Gestionnaires, ayez le courage d’entreprendre des discussions difficiles et développez la capacité de les engager avec bienveillance. En d’autres mots : ne les évitez pas, ne tolérez pas une situation trop longtemps et ne vous cachez pas derrière un processus rigide et froid. Après tout, «clarity is kindness» (la clarté, c’est la gentillesse), a dit Brené Brown, une travailleuse sociale et chercheuse américaine  spécialisée en sciences humaines et sociales.

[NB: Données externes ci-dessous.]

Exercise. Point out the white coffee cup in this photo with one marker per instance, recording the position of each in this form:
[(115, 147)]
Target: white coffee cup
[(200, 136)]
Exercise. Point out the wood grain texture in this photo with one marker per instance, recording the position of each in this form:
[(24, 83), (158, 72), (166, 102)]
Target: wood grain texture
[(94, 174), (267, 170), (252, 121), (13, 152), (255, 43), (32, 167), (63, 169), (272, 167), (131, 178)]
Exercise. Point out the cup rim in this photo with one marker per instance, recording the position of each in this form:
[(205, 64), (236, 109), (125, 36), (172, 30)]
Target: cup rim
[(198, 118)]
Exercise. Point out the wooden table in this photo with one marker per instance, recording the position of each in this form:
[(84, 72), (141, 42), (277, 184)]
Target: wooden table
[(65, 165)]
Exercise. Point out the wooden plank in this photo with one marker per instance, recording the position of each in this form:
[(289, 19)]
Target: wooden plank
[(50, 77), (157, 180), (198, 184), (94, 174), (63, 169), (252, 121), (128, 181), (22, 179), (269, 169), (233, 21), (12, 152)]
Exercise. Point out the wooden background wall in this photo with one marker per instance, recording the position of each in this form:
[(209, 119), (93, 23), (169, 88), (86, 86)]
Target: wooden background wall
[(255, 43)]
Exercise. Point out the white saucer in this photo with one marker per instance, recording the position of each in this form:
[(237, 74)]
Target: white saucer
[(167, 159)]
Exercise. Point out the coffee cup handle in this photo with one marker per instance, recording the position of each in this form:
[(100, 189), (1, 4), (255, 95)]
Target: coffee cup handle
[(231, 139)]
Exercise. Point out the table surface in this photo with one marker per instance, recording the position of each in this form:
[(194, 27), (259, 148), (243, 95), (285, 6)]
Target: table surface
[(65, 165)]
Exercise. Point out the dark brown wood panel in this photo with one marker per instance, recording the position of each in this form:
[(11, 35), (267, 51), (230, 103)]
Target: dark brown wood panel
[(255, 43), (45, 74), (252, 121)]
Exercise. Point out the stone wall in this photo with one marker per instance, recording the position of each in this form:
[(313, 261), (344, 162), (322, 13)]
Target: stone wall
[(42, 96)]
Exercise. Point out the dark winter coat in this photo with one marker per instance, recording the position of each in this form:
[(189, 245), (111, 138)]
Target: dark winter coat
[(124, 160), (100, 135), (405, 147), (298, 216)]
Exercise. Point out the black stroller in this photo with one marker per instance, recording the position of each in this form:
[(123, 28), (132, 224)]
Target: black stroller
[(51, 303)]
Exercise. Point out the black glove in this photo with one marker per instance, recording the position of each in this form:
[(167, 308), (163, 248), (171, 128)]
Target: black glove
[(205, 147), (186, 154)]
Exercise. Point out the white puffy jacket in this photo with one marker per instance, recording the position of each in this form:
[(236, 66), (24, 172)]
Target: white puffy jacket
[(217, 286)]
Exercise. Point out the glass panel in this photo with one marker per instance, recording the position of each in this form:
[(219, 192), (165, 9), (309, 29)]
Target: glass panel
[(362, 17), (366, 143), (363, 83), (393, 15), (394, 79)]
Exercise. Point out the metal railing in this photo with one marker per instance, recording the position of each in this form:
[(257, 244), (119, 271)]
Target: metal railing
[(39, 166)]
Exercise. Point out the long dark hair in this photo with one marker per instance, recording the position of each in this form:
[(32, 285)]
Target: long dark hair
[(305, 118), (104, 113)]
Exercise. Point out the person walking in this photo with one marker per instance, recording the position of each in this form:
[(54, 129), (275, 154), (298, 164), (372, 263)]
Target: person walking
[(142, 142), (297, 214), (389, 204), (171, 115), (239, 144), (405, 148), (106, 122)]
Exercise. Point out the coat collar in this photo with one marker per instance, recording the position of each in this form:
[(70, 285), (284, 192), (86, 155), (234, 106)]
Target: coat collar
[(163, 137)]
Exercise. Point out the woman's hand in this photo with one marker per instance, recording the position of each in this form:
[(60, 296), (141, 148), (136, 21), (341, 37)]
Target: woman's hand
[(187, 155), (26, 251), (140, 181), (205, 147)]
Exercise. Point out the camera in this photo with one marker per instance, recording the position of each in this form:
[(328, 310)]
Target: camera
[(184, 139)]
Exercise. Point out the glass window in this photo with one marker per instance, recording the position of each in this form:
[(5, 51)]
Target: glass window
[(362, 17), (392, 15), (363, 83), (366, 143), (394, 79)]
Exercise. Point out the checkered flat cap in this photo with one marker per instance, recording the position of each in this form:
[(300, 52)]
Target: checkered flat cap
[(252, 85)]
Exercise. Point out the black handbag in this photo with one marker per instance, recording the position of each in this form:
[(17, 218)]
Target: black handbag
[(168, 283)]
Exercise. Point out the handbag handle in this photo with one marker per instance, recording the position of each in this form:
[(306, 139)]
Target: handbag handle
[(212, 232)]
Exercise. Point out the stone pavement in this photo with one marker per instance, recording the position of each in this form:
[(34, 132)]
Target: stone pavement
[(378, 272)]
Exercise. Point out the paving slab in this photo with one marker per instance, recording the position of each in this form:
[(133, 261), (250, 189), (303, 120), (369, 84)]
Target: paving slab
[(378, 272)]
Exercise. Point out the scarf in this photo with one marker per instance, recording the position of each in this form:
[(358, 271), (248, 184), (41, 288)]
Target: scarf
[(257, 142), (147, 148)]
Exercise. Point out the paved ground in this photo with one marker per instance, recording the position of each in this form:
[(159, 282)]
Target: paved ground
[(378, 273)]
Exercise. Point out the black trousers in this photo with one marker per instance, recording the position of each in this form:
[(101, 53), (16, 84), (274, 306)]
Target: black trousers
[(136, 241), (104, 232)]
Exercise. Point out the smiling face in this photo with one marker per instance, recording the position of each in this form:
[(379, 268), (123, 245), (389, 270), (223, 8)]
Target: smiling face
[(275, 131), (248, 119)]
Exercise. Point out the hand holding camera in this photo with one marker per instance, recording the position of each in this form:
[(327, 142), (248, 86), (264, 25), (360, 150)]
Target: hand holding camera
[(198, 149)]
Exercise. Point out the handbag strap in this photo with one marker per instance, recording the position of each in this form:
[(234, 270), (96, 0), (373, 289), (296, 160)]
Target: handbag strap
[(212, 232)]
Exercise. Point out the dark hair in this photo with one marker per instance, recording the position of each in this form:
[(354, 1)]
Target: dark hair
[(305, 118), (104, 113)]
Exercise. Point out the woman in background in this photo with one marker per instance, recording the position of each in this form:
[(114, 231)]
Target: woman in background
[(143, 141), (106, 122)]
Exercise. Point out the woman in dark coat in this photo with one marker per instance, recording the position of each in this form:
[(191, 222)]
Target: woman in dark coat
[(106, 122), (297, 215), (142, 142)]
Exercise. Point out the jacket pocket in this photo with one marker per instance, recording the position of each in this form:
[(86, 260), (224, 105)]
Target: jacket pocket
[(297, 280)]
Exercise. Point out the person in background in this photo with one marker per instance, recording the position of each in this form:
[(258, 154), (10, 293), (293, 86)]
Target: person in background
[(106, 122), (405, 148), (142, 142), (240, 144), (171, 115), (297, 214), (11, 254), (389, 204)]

Ce qu’il faut chercher, finalement, c’est incarner ses responsabilités sociales, autant pour la personne congédiée que pour le ou la gestionnaire ou le conseil d’administration. Il s’agit d’un travail de prise de conscience et de maturité qui permet d’insérer la sensibilité au bon moment dans le processus de congédiement sans nous détacher des faits, des besoins et des capacités (tant d’un point de vue organisationnel que sur le plan personnel).

Savoir congédier de la bonne façon est un art qui se peaufine, et il est possible d’y arriver. Des exemples observés au sein des organismes qui ont choisi de travailler concrètement à incarner leurs valeurs auprès de leurs équipes en sont la preuve.